Of course, a party seeking summary judgment always bears the initial responsibility of informing the district court of the basis for its motion, and identifying those portions of `the pleadings, depositions, answers to interrogatories, and admissions on file, together with the affidavits, if any,' which it believes demonstrate the absence of a genuine issue of material fact. But unlike the Court of Appeals, we find no express or implied requirement in Rule 56 that the moving party support its motion with affidavits or other similar materials negating the opponent's claim. On the contrary, Rule 56(c), which refers to `the affidavits, if any,' suggests the absence of such a requirement. And if there were any doubt about the meaning of Rule 56(c) in this regard, such doubt is clearly removed by Rules 56(a) and (b), which provide that claimants and defendants, respectively, may move for summary judgment `with or without supporting affidavits.' The import of these subsections is that, regardless of whether the moving party accompanies its summary judgment motion with affidavits, the motion may, and should, be granted so long as whatever is before the district court demonstrates that the standard for the entry of summary judgment, as set forth in Rule 56(c), is satisfied. One of the principal purposes of the summary judgment rule is to isolate and dispose of factually unsupported claims or defenses, and we think it should be interpreted in a way that allows it to accomplish this purpose."

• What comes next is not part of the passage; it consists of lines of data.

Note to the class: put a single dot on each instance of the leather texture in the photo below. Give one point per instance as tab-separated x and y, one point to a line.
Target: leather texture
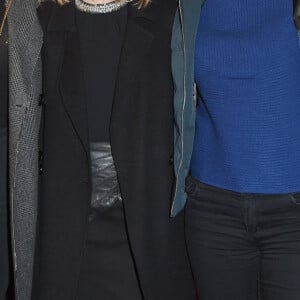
105	185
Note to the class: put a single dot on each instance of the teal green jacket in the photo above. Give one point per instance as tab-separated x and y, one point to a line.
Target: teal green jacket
183	49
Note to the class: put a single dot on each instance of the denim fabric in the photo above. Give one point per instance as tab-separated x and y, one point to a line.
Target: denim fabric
243	246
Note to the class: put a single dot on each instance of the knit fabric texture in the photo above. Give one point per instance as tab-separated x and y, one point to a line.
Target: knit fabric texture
247	70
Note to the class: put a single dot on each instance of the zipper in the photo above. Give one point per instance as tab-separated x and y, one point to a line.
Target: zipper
184	102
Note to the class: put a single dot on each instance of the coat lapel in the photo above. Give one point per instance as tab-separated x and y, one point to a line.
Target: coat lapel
25	42
71	81
137	42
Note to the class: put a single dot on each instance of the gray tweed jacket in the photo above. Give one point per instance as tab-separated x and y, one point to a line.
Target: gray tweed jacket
25	41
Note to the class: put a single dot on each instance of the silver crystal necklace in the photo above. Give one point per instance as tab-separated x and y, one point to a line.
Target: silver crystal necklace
100	8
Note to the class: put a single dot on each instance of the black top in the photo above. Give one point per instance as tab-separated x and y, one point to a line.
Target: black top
101	37
4	244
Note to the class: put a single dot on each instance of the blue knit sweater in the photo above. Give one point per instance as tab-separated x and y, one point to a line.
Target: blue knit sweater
247	69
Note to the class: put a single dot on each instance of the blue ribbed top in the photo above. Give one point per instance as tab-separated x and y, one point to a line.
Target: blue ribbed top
247	69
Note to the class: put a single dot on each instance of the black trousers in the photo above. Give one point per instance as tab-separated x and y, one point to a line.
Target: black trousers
108	270
243	246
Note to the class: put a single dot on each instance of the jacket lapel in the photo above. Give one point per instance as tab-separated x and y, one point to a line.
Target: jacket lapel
137	42
25	42
71	81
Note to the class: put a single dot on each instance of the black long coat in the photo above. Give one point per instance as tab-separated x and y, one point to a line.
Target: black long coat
142	144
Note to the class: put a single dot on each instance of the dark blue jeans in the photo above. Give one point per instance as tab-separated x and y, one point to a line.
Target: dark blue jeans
243	246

Celotex, 477 U.S. at 322-24, 106 S.Ct. at

2552

-53.

Our supreme court in Jarboe rejected the federal summary judgment approach and explained Indiana's summary judgment framework as follows:

"The burden imposed at trial upon the party with the burden of proof on an issue is significantly different from that required of a non-movant in an Indiana summary judgment proceeding. Under Indiana's standard, the party seeking summary judgment must demonstrate the absence of any genuine issue of fact as to a determinative issue, and only then is the non-movant required to come forward with contrary evidence.
In this respect, Indiana's summary judgment procedure abruptly diverges from federal summary judgment practice. Under the federal rule, the party seeking summary judgment is not required to negate an opponent's claim. The movant need only inform the court of the basis of the motion and identify relevant portions of the record `which it believes demonstrate the absence of a genuine issue of material fact.' Celotex Corp. v. Catrett (1986), 477 U.S. 317, 323, 106 S.Ct. 2548, 2553, 91 L.Ed.2d 265, 272. The burden then rests upon the nonmoving party to make a showing sufficient to establish the existence of each challenged element upon which the non-movant has the burden of proof. Id. Indiana does not adhere to Celotex and the federal methodology."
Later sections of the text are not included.